As imagens da destruição do Rio Grande do Sul remetem ao poema "A rosa de Hiroshima", de Vinicius de Moraes, musicado por Gerson Conrad, do Secos & Molhados. Nas ruas e nos abrigos de Porto Alegre e de outras cidades vemos crianças mudas, mulheres rotas e alteradas; pensamos nas mortes e desaparecimentos ainda cálidos, recentes, vemos as muitas feridas abertas.
Diferentemente da rosa/bomba que arrasou Hiroshima, a tragédia gaúcha não foi resultado de uma deliberação de inimigos declarados, mas da leniência de administradores públicos que, sabedores do risco, optaram por ignorá-lo; omissão ativa que, ao longo dos anos, cultivou a catástofre.
As informações que, aos poucos, vêm à tona revelam que a irresponsabilidade e o desprezo à população forjaram uma espécie de versão improvisada do projeto que resultaria nas bombas lançadas no Japão.
É o descaso em relação à vida que permite a políticos ignorarem princípios básicos de respeito ao ambiente. Respaldados por um discurso negacionista e anticientífico oculto sob a velha capa da suposta modernidade, deputados sob o comando do governador Eduardo Leite (PSDB) passaram a boiada que pisoteou o Código Ambiental do estado.
A lógica da conservação e de respeito mínimo ao ambiente passou a ser vista como retrógada, trava ao progresso, barreira ao empreendorismo, palavra que, nos últimos anos, ganhou manto religioso entre nós. No programa de governo que registrou em 2018, Leite usou 27 vezes variações da palavra "ambiente" — na maioria das vezes, associada a questões relacionadas a atividades econômicas. Falou em "ambiente regulatório" e em "ambiente favorável aos negócios". Cumpriu a promessa.

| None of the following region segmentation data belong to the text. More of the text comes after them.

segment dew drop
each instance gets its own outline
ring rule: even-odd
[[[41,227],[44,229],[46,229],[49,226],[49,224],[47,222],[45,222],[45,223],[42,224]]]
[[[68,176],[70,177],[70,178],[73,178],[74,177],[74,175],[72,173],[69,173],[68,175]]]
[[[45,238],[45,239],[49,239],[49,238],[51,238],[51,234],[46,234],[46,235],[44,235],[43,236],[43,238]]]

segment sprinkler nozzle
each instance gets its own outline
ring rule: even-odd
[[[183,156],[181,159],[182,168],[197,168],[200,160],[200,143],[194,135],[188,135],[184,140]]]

A rosa de Porto Alegre foi também adubada por prefeitos da capital gaúcha. O anterior, Nelson Marchezan Júnior (PSDB), extingiu o Departamento de Esgotos Pluviais, encarregado de manter e monitorar o sistema de controle de prevenção de enchentes. Perdeu os prazos para a assinatura de programa federal de prevenção a cheias que teria o valor de R$ 121,9 milhões.

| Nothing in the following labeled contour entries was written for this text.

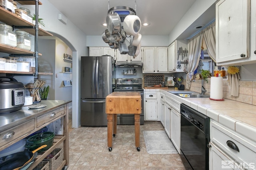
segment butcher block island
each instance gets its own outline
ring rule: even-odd
[[[112,135],[114,137],[116,133],[117,114],[134,114],[135,146],[140,151],[140,114],[142,110],[140,94],[137,92],[115,92],[107,96],[106,99],[109,150],[112,150]]]

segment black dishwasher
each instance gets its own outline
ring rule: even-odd
[[[210,118],[180,105],[180,157],[187,169],[208,170]]]

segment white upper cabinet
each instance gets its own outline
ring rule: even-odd
[[[255,1],[220,0],[216,4],[218,65],[256,63]]]
[[[167,47],[143,47],[143,73],[168,72]]]

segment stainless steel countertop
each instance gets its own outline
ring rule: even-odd
[[[42,100],[40,103],[33,104],[46,104],[47,105],[46,107],[31,109],[28,108],[29,106],[23,106],[21,109],[17,111],[0,114],[0,131],[42,115],[71,102],[71,100]]]

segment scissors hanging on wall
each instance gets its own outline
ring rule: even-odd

O atual prefeito, Sebastião Melo (MDB), manteve a rosa da catástrofe na estufa ao não cuidar dos equipamentos — dique, Muro da Mauá, bombas — que diminuiriam o impacto das enchentes.
Os gestos foram decisivos para o florescimento da rosa estúpida, sem cor e que espalha o cheiro de podre pelo sul. Rosas de fogo, como as do poema "A grande enchente", de Mário Quintana. Cabe ao estado seguir exemplo cantado por Gilberto Gil em "A paz", que encare a tragédia como exemplo para o futuro. Na canção, ele cita que a bomba sobre o Japão fez nascer o Japão da paz.